Limitations of this study include the potential for inaccuracy for testicular volume measurement with Prader orchidometer, although this measurement technique has been used in multiple publications assessing testicular volumes and was used in this study by a single reproductive urologist with over a decade of experience with testicular volume measurement with this tool. However, it may be argued that the Rochester orchidometer or scrotal ultrasound will offer more accurate measurement tools.
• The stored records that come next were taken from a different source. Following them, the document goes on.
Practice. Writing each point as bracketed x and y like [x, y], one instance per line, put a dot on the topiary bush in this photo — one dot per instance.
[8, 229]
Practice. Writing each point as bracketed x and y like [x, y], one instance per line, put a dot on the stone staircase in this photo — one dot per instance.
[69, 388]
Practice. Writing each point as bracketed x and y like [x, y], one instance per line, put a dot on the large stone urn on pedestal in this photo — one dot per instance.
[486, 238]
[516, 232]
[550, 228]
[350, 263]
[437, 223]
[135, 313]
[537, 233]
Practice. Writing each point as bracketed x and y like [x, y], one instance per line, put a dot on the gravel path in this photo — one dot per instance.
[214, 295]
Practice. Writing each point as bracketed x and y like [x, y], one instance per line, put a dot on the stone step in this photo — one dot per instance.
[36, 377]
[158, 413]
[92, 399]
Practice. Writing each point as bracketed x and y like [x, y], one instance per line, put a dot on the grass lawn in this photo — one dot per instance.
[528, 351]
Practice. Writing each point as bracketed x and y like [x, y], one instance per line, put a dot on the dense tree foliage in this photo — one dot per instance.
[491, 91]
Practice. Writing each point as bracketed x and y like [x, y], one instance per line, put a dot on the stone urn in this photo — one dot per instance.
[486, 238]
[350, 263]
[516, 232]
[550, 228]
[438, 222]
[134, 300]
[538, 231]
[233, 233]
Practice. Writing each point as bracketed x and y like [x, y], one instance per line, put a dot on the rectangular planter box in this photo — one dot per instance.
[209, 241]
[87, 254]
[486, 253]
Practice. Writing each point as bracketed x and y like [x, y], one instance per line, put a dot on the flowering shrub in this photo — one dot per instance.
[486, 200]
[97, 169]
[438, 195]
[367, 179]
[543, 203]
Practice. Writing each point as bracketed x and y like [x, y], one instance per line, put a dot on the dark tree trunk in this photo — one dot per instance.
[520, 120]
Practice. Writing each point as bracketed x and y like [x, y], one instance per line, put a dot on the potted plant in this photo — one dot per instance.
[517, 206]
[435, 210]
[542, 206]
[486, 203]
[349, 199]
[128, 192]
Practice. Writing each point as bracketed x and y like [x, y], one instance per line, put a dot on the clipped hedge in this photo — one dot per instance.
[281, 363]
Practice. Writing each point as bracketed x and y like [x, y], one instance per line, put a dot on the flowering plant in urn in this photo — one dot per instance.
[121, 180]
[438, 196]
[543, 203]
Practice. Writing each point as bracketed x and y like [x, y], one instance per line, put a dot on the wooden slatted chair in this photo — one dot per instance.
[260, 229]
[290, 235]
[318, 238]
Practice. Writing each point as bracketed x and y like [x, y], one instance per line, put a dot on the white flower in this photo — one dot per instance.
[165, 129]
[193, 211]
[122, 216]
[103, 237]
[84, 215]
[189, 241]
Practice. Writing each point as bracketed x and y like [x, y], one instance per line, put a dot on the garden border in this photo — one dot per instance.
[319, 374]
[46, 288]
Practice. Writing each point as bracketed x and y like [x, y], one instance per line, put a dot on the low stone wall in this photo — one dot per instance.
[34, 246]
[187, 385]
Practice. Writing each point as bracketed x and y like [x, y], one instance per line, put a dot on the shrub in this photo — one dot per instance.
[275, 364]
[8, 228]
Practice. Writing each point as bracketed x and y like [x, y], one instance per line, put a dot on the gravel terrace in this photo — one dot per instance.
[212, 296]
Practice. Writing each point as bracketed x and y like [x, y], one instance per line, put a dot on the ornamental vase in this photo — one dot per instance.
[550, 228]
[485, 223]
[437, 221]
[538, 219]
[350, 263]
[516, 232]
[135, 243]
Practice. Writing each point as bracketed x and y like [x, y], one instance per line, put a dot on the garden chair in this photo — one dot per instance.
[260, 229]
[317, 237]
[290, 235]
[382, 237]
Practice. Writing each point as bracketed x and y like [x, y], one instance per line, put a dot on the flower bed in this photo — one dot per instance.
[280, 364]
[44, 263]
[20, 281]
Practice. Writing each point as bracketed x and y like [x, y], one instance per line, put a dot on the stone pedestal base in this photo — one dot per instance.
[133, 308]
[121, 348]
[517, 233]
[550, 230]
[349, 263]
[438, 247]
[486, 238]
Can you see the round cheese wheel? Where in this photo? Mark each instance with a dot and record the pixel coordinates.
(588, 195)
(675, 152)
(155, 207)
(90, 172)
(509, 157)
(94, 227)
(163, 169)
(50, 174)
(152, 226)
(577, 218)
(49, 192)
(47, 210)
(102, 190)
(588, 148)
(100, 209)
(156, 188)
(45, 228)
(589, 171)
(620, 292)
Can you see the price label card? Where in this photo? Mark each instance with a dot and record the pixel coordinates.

Another limitation is that not all men had semen analyzed at one andrology laboratory, which was the reason morphology was not included, as different criteria in assessing morphology were used in different laboratories. As some patients traveled from further distances and others selected laboratories on the basis of insurance coverage, this is not easily standardized. The 3-month postoperative semen analysis represents one cycle of spermatogenesis following varicocele repair, but it may be argued that a 6-month postoperative semen analysis would be useful to assess as well. That data would be more difficult to capture due to patients coming from distant locations and patients being lost to follow up. Although the optimal endpoint of such a study would be live birth, owing to confounding factors such as female factor and patients being lost to follow up beyond 3 months postoperatively, semen analysis results and sperm DNA fragmentation were taken as biochemical responses to varicocele repair. To our knowledge, this is the first study assessing the difference in responses between these two groups, which aids in counseling patients on expectations in terms of expected improvements in these metrics with varicocele repair.
AUTHOR CONTRIBUTIONS
PKK carried out research design, acquisition, analysis, and interpretation of data. NA, MSG, CH, GLM, SHC, KMK, AE, JDW, and SKK carried out acquisition, analysis, and interpretation of data. All authors read and approved the final manuscript.
COMPETING INTERESTS
PKK is on speaker bureau for AYTU Biosciences, Metuchen Pharmaceuticals and Antartes Pharmaceuticals. None of the above is relevant to this work. SKK is on speaker bureau for Abbvie, which is not relevant to this work. No other authors have disclosures.